Seul interprète de Dieu, l’Annonciateur se désaltère avec le sel de Seth et se transforme en faucon-homme afin de terrasser ses adversaires. Utilisant aussi bien des Cananéens que des dignitaires égyptiens, il se pose, dans les ténèbres, en adversaire insaisissable du pharaon. C’est une civilisation qu’il veut ruiner afin de lui substituer un régime dictatorial, fondé sur une vérité absolue et définitive que nul ne saurait discuter.
Enfin, qu’est-ce que l’« arbre de vie », qui donne son nom à ce premier volume ?
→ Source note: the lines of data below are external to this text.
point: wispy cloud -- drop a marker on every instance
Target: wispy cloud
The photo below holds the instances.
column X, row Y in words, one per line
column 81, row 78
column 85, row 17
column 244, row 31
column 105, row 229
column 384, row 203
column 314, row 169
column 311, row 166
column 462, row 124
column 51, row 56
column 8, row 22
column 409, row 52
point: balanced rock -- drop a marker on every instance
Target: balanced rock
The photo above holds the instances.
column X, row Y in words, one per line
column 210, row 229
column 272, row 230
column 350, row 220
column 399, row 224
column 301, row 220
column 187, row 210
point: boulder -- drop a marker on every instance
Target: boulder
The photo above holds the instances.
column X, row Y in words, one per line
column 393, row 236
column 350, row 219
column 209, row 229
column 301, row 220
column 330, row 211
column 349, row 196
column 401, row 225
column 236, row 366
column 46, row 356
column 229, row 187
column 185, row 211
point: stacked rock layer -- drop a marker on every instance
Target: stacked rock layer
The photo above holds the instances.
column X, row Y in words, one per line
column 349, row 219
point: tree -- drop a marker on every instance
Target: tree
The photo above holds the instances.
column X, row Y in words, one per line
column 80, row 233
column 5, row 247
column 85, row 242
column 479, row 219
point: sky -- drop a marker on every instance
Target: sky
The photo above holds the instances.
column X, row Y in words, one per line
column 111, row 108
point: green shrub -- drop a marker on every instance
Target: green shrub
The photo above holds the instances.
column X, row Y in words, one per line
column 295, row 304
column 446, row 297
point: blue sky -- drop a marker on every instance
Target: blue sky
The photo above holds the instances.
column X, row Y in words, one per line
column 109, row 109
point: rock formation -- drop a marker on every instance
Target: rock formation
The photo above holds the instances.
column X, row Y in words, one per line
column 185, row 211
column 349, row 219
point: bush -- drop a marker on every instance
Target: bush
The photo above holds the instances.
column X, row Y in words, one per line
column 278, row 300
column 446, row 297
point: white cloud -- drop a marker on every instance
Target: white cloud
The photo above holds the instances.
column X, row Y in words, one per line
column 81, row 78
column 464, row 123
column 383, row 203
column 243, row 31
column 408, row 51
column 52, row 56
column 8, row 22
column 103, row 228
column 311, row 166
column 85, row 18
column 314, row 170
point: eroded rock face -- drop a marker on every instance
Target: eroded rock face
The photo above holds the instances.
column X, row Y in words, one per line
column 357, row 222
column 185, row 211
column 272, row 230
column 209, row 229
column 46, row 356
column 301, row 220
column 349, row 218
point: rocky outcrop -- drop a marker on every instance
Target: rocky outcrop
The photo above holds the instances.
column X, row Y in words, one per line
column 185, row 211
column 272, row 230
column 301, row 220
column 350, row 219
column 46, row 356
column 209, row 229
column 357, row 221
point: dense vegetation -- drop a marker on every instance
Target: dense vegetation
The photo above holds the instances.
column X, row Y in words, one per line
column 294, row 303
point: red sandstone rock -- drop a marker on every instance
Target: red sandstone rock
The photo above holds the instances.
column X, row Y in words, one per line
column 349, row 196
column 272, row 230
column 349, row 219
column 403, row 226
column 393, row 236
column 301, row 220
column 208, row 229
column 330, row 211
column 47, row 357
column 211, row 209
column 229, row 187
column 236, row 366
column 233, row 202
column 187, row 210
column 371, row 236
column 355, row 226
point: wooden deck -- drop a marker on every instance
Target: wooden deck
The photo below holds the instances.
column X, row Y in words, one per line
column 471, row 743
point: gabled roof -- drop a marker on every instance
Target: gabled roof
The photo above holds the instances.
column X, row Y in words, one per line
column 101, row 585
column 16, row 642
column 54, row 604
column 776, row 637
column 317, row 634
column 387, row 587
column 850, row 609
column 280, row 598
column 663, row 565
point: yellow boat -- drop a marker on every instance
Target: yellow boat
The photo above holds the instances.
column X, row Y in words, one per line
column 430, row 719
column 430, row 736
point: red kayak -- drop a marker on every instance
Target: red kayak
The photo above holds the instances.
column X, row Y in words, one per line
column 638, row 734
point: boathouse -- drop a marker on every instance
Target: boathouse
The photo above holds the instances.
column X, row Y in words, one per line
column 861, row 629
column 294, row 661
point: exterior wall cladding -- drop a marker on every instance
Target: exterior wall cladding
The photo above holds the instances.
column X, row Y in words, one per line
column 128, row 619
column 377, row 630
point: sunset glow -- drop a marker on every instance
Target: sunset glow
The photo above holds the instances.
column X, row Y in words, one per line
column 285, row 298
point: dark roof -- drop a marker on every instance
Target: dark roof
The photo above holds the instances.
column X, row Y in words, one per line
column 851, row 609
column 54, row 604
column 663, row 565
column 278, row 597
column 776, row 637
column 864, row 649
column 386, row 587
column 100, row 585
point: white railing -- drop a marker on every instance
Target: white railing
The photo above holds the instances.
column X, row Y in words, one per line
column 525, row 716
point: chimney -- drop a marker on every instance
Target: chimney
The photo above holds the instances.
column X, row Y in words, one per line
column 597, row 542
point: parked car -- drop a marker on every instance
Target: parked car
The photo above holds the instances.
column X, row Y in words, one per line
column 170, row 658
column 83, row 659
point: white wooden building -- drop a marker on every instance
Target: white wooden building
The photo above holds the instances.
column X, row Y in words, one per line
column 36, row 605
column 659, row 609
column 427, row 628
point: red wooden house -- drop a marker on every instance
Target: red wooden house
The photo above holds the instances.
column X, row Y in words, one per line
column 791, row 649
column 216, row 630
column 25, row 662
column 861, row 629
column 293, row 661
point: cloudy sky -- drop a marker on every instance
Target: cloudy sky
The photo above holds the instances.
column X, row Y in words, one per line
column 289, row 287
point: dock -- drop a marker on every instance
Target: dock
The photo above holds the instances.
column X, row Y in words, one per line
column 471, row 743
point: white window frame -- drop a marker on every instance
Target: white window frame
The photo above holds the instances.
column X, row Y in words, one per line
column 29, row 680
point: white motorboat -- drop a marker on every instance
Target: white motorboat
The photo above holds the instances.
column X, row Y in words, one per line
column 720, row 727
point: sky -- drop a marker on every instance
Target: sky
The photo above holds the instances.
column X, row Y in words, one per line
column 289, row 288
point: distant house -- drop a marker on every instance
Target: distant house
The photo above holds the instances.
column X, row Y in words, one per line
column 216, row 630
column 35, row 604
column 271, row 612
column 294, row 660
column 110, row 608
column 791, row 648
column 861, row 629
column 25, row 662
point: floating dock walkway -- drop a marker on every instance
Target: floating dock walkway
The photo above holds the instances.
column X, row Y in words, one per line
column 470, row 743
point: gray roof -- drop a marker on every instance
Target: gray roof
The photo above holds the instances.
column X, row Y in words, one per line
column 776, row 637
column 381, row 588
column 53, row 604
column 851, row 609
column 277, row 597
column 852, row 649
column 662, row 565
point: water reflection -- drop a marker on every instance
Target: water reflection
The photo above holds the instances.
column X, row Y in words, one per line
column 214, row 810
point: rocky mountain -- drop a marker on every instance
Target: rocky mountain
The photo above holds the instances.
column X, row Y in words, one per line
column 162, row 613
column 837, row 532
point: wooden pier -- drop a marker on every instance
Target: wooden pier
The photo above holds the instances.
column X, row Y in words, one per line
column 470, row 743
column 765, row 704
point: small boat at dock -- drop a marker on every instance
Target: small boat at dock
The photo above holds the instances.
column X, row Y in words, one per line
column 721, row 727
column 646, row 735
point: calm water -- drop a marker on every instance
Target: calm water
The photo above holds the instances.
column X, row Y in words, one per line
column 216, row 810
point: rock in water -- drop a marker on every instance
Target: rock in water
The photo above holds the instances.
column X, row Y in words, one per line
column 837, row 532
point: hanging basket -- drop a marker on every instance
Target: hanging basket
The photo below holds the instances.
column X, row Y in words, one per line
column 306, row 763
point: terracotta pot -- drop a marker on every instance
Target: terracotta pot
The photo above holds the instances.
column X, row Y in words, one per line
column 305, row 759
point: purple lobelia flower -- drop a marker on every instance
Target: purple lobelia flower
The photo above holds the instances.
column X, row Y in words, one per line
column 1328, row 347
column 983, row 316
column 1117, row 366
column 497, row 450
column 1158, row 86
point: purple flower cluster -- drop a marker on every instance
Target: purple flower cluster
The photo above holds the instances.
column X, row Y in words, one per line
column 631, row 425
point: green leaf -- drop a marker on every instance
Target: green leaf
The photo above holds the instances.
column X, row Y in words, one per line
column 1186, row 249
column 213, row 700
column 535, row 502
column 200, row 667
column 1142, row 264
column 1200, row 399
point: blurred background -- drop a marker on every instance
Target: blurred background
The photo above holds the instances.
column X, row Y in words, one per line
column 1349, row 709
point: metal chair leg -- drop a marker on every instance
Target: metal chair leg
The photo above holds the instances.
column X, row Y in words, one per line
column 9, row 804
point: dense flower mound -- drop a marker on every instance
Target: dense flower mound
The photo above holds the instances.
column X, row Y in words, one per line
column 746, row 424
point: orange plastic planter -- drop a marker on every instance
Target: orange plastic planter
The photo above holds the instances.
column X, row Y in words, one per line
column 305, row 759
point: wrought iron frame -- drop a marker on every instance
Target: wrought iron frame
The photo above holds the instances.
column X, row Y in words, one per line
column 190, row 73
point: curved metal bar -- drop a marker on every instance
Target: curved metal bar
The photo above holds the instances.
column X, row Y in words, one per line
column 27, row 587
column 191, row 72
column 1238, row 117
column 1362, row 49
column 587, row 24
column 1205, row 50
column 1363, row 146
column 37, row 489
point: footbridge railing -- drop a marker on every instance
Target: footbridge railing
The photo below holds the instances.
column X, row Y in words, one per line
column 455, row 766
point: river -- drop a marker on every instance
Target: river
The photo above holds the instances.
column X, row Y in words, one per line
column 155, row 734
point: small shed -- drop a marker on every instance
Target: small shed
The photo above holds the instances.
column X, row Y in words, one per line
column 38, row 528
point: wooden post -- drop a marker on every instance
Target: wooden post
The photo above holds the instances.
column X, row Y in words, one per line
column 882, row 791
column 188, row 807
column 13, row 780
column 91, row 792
Dans chaque province d’Egypte étaient vénérés un végétal en rapport avec la divinité locale, de même qu’un animal que l’on ne pouvait ni tuer ni manger. Bref, une véritable écologie sacrée.
À Abydos, l’arbre sacré d’Osiris était un acacia. Sa présence sur la butte recouvrant le tombeau du dieu prouvait le succès du processus de résurrection. Mais encore fallait-il en prendre le plus grand soin, de même, par exemple, que du saule de Dendera. L’expression « arbre de vie » est une traduction littérale de l’égyptien khet en ânkh, que l’on retrouve dans la Bible. Et cette vie est précisément celle d’Osiris, régent de l’éternité.